Acute effects of drugs on C.elegans movement reveal complex responses and plasticity

Autor: Spensley, Mark, Del Borrello, Samantha, Pajkic, Djina, Fraser, Andrew G
Jazyk: angličtina
Rok vydání: 2018
DOI: 10.1101/299719
Popis: Many drugs act very rapidly — they can turn on or off their targets within minutes in a whole animal. What are the acute effects of drug treatment and how does an animal respond to these? We developed a simple assay to measure the acute effects of drugs on C.elegans movement and examined the effects of a range of compounds including neuroactive drugs, toxins, environmental stresses and novel compounds on worm movement over a time period of 3 hours. We find that many treatments show complex acute responses — a phase of rapid paralysis is followed by one or more recovery phases. The recoveries are not the result of some generic stress response but are specific to the drug e.g. recovery from paralysis due to a neuroactive drug requires neurotransmitter pathways whereas recovery from a metabolic inhibitor requires metabolic changes. Finally, we also find that acute responses can vary greatly across development and that there is extensive and complex natural variation in acute responses. In summary, acute responses are sensitive probes of the ability of biological networks to respond to drug treatment and these responses can reveal the action of unexplored pathways.
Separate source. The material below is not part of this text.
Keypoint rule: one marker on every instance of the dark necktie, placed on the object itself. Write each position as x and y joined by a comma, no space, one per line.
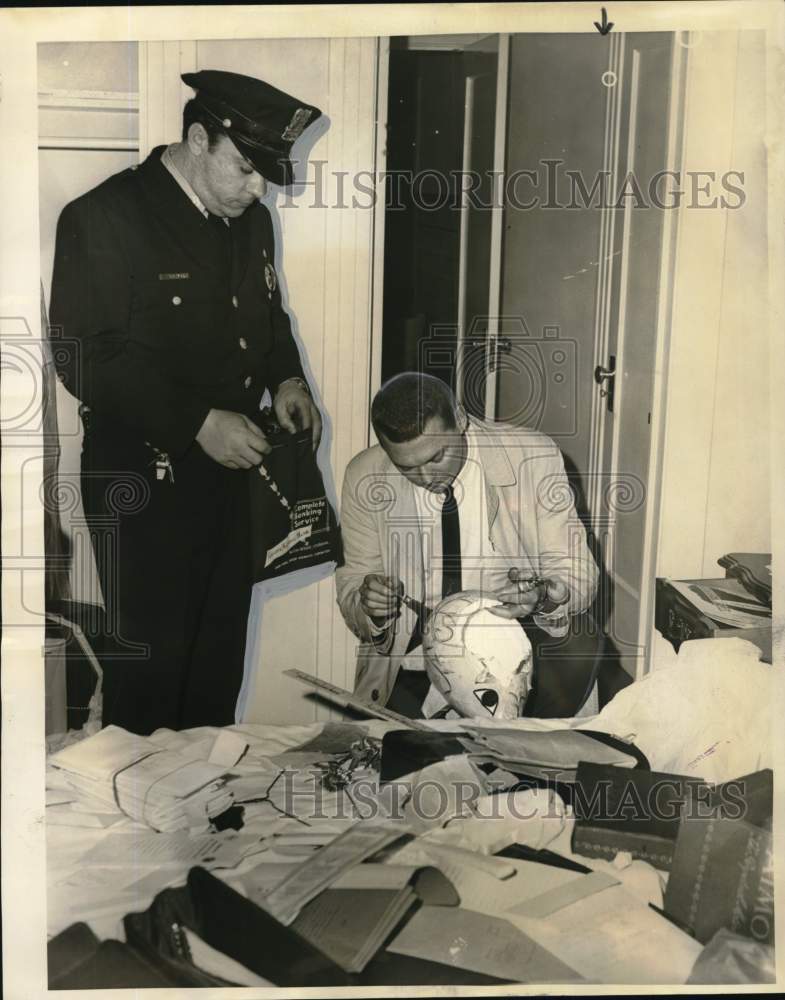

Author Summary Drugs are powerful tools that let us switch on or off key pathways in whole animals and watch the effects. Here we set up a simple assay to measure how drugs affect the movement of the simple nematode C.elegans — crucially, we look how those responses change over time. We find that worms have complex responses to many different drugs — they go through clear phases of paralysis and recovery. The recovery from the initial effect of any drug is not due to a generic stress response but is specific to the way each drug acts. We find for example that worms can recover from paralysis driven by one neurotransmitter pathway by activating a different neurotransmitter pathway or from paralysis caused by loss of one metabolic pathway by turning on a second one. These complex responses show how the basic genetic networks that are needed for normal behaviour and function can rewire and respond to the effect of many drugs. Importantly, the responses can vary in many ways — different aged worms or different individuals can have different responses and capturing how drug responses change over time is critical to dissect this complexity.